I can only say, that the Gigabyte Bios doesn't have this, I have been through the bios thuroughly and can't remember ever seeing it.  I'd check the I7 rig, but right now I am migrating about 2TBs of data in across the net..and can't shut it off.  I am also finally getting some time to do what I really want..*play L4D2*, and I have only dabbled into the overclocking of my AMD rig....and by that I mean..4.1ghz 



> Did you try to enable VMDirectPath in your i7 computer?



I signed up for the trial, and it had a bunch of those features, but like an idiot I went ahead and activated the sever, which shut off all the good features.  ESXi for, a NAS, atleast a large NAS, isn't a good idea for several reasons.  I would have just used Ubuntu Server, and I might...given enough time, but I also have been pondering hosting a few other servers, and have yet to settle on what other things I'd like the server to do.
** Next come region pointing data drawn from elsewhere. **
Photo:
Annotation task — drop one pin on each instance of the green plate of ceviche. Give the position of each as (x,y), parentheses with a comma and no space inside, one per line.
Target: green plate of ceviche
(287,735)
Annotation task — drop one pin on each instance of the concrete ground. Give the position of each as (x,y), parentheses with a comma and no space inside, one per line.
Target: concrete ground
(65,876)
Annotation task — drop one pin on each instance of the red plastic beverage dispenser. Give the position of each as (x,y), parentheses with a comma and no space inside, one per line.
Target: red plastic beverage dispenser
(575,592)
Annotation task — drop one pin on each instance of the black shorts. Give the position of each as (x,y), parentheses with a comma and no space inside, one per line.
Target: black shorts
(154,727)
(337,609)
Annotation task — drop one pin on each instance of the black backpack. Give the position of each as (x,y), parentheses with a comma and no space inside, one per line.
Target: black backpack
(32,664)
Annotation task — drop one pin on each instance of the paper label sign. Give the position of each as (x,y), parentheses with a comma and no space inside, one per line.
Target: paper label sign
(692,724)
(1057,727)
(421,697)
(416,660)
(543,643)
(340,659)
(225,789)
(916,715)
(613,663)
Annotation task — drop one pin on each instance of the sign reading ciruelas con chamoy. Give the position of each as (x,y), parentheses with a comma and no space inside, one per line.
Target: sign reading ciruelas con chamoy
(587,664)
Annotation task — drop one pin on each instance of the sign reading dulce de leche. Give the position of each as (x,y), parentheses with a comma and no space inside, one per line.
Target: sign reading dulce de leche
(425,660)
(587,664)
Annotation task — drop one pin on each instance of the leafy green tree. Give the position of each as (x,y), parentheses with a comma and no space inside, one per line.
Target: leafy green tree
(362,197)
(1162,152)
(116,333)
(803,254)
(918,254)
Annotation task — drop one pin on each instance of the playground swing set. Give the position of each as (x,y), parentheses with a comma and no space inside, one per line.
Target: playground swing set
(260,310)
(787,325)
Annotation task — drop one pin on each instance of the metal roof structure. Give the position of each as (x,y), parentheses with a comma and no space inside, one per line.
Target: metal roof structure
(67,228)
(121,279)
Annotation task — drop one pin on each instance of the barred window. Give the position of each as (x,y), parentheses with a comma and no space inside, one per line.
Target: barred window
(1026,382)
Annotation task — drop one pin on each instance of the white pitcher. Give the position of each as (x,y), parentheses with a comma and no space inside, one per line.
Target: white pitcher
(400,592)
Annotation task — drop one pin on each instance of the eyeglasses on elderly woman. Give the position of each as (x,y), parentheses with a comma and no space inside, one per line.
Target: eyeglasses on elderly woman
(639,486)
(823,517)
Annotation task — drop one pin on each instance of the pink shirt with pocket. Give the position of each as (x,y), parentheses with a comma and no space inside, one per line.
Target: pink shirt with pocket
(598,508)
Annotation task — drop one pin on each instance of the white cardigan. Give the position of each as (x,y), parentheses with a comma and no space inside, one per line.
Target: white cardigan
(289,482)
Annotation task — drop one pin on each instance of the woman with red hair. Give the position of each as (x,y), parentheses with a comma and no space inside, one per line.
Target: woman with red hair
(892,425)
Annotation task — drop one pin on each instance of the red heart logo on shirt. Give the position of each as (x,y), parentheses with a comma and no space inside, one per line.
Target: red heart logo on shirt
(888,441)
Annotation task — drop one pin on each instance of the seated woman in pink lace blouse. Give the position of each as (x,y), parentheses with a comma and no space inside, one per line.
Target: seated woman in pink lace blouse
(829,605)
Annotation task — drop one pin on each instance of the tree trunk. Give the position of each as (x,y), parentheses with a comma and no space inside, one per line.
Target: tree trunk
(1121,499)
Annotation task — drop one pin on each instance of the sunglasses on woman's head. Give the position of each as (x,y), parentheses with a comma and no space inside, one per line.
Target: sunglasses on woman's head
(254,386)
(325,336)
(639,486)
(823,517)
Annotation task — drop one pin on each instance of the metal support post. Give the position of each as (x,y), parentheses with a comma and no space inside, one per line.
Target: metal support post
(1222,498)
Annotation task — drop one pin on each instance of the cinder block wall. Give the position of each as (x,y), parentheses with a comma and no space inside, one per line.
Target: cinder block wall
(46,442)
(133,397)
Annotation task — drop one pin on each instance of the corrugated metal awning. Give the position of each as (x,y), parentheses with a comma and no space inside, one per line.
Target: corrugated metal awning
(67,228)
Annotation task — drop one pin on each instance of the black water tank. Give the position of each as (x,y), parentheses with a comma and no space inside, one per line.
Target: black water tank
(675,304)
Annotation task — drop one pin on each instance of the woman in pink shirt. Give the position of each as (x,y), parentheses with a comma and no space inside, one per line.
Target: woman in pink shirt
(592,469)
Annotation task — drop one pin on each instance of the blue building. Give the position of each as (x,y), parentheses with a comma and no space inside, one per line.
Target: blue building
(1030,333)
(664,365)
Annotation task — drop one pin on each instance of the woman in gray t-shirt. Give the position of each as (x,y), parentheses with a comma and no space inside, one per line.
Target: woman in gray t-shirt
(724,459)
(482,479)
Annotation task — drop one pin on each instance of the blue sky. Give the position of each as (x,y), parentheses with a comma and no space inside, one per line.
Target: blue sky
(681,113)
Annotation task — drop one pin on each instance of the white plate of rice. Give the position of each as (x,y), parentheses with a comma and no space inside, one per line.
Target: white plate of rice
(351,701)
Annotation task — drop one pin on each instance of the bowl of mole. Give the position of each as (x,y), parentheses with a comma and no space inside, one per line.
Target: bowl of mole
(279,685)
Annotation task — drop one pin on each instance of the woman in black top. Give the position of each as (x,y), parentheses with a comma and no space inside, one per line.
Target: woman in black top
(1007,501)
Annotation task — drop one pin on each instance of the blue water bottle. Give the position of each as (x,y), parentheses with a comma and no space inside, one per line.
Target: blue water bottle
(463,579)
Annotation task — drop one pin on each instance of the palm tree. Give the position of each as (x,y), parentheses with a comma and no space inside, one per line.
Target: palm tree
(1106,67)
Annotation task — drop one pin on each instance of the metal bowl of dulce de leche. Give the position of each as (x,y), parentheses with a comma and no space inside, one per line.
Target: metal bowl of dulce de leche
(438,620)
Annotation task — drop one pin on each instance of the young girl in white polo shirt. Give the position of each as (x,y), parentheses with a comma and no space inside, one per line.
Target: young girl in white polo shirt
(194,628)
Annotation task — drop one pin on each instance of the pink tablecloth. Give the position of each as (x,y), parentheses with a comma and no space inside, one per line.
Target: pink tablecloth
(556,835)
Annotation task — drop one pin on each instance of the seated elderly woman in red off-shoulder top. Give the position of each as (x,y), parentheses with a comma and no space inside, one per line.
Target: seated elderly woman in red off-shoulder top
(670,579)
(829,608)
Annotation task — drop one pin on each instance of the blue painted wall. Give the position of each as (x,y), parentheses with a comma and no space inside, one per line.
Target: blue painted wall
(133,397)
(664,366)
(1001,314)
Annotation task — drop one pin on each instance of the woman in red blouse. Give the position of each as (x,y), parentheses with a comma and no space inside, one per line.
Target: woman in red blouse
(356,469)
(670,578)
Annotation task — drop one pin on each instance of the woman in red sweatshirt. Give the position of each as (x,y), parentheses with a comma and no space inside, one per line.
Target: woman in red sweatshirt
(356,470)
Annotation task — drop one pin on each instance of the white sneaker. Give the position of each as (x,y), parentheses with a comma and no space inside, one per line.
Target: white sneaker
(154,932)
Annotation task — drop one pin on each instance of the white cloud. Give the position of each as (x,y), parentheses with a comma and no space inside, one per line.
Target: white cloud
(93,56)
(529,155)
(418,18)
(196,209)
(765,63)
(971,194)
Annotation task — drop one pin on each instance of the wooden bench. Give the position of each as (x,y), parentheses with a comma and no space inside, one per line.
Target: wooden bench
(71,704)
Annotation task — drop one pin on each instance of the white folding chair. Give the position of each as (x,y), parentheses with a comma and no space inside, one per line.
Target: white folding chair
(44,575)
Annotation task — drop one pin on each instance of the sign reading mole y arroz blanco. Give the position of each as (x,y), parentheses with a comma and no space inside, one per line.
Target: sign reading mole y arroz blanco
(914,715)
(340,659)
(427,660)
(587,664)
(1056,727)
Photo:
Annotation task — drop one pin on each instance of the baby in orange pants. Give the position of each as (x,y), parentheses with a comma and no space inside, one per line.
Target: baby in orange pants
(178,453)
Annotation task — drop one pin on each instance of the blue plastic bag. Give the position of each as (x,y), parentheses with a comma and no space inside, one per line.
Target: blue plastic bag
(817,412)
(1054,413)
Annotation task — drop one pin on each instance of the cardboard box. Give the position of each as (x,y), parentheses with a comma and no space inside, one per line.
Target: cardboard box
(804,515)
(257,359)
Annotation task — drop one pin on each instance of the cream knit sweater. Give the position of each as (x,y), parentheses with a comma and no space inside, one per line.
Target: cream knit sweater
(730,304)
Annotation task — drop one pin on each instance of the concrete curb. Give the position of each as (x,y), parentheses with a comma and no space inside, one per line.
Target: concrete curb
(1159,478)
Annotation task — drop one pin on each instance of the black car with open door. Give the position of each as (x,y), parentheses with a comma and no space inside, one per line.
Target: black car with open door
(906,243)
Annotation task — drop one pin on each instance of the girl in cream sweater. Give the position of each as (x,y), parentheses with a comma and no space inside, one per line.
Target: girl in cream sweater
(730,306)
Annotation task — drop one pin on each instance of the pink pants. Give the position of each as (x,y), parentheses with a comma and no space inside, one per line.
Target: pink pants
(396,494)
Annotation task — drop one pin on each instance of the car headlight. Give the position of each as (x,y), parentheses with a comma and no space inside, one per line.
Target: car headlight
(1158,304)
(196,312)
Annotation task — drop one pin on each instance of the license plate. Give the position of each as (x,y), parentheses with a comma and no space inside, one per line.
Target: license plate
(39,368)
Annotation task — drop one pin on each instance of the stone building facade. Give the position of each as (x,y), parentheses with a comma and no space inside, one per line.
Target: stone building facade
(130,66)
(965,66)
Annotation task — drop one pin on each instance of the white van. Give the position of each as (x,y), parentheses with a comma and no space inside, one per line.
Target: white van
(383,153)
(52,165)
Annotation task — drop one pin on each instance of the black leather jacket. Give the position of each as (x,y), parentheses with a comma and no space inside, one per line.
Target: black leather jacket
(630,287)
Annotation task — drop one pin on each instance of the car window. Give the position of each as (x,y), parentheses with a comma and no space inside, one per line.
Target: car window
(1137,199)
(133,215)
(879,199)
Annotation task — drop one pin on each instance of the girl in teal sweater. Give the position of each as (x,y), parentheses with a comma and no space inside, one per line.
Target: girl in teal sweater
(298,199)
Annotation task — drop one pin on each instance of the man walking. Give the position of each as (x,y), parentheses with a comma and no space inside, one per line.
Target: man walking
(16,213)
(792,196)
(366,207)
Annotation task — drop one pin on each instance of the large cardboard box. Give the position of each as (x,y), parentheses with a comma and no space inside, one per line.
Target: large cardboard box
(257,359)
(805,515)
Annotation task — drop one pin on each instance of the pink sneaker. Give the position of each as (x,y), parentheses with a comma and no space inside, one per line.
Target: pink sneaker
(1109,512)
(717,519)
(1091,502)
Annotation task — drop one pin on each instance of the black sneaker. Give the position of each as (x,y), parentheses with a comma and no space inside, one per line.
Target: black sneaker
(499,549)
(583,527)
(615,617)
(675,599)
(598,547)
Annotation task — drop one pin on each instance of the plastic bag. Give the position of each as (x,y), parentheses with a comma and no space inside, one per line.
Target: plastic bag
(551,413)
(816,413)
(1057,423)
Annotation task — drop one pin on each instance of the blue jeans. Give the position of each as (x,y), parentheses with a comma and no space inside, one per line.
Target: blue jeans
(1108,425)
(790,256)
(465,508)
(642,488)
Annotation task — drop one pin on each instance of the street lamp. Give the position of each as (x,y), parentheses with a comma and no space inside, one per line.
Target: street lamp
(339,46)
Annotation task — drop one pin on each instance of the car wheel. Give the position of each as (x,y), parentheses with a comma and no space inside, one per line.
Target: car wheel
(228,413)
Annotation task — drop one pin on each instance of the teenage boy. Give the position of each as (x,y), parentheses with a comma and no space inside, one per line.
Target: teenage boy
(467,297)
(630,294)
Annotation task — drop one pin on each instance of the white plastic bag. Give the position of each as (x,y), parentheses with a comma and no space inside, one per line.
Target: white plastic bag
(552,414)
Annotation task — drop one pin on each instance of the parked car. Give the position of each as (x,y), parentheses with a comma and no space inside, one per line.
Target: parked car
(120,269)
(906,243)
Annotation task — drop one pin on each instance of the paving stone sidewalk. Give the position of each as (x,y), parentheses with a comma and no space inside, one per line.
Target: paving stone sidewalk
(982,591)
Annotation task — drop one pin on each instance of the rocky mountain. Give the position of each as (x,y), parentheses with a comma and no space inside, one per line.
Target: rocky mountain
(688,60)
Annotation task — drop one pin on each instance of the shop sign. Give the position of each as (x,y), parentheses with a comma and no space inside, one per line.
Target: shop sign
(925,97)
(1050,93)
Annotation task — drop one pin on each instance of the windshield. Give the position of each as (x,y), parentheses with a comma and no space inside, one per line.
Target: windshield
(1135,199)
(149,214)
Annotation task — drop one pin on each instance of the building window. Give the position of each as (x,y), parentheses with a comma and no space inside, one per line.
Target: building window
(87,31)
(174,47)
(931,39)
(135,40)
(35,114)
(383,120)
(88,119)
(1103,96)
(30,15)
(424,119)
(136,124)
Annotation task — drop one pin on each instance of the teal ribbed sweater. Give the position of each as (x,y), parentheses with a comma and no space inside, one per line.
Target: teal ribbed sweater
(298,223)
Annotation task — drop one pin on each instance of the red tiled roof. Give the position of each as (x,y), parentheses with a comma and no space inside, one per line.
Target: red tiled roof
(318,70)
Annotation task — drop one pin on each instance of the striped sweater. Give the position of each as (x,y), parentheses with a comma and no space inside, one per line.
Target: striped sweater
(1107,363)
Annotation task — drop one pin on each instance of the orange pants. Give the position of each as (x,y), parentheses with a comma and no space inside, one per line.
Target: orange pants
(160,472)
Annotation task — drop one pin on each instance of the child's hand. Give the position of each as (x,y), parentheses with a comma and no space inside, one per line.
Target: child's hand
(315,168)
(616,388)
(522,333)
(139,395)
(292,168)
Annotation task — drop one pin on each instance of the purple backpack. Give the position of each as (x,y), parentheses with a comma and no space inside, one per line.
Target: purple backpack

> Did you test ESXi in your nes AMD computer?



Nah, the AMD machine is my new over clocker/toy..I have had a lot of fun with the i7 920, but it's hit its limit at 4.2ghz.  Now I am using it to run Window's 2008 R2, and plan on running some VMs from there.  ESXi runs great, but I can't really afford a true hardware raid card just yet...and ESXi limits the provisioning of virtual disks to 2TBs.  For what I truly need it to do...that is host a large array, using a Software based raid..and crunch 24/7...Server 08 will allow me to handle that.

Give me a day or so to come up with some more concrete answers...I made allot of mistakes with this build, trying to do too much with this..instead of accomplishing a core set of goals, which I had to go back and re-evaluate to accomplish.


----------